Harry Reid says the tenor of the coming Supreme Court confirmation process is the hands of the president. He's only half right.

Published July 8, 2005 8:53PM (EDT)

Senate Minority Leader Harry Reid says that George W. Bush can control the Supreme Court confirmation process to come. If he selects an extremist nominee, there will be a battle. If he doesn't, there won't be. "As to whether or not there's a knockdown, drag-out fight on this is up to the president," Reid said on a trip to Las Vegas Thursday.

But that's only half right. While the kind of nominee -- or nominees -- Bush names will surely shape the debate that follows, the thing has already become a "knockdown, drag-out fight." On the day Sandra Day O'Connor announced her resignation, MoveOn launched an ad connecting the dots between Bush's Supreme Court pick and his ill-fated intervention in the Terri Schiavo case.

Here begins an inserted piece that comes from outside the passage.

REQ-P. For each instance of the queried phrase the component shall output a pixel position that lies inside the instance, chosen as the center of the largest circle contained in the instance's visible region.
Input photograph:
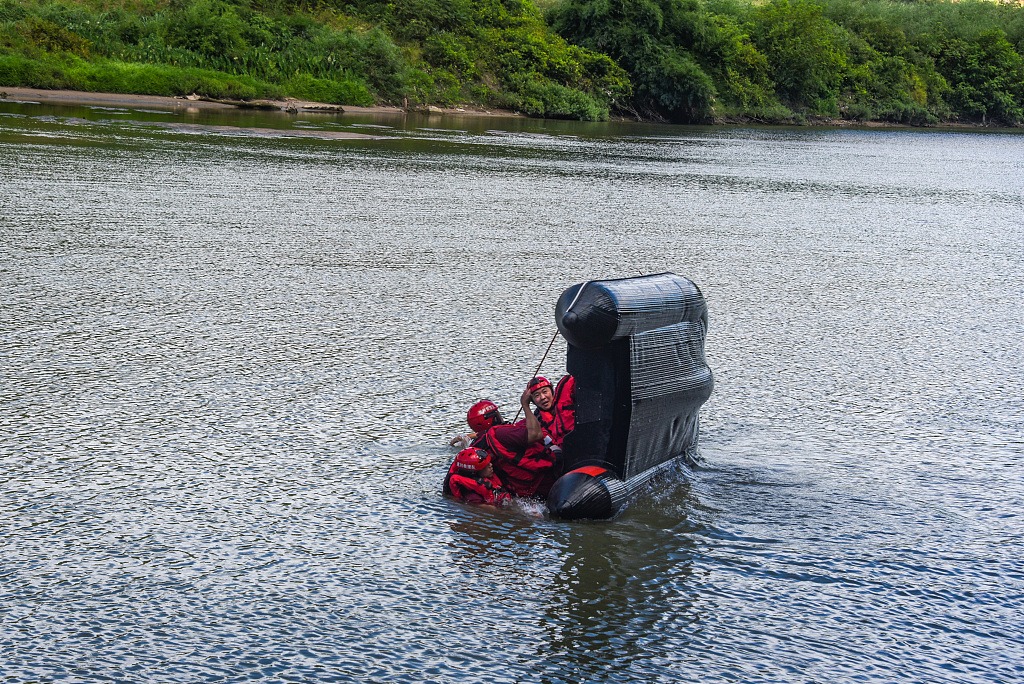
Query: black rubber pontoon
(636, 350)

A week before that -- which is to say, even before O'Connor made her announcement -- the right's Progress for America was up with ads warning that Democrats were "hungry to smear" any nominee who didn't fit "their left-wing, extreme litmus test."

The airwaves are the early battleground, but the fight will move to the Senate soon enough -- and in some sense, it already has. The Family Research Council began airing a radio ad today in which it calls on Sens. Chuck Schumer and Edward Kennedy to recuse themselves from the confirmation process on the grounds that they've made up their minds already. "If a judge ruled in a case before hearing any of the evidence, she wouldn't be much of a judge," the ad says. FRC's Tony Perkins says he's outraged by Matt Drudge's report that Schumer was overheard on a cell phone saying that he was preparing to "go to war" over the Supreme Court. "It seems, from the overheard phone call reported by the Drudge Report, that Sen. Schumer's ultimate goal is to fulfill his own personal political agenda and refute any nominee who doesn't live up to his specified litmus test," Perkins says in a post on FRC's Web site. "Legislating from the bench is Sen. Schumer's objective. He will do whatever it takes, regardless of who the president nominates, to disrupt the judicial process."

Bush and Reid are still talking about a "consultative" process that will lead to a "dignified" proceedings in the Senate. But with the well so thoroughly poisoned already, the odds that events will actually play out that way seem awfully long from here.


By Tim Grieve

Tim Grieve is a senior writer and the author of Salon's War Room blog.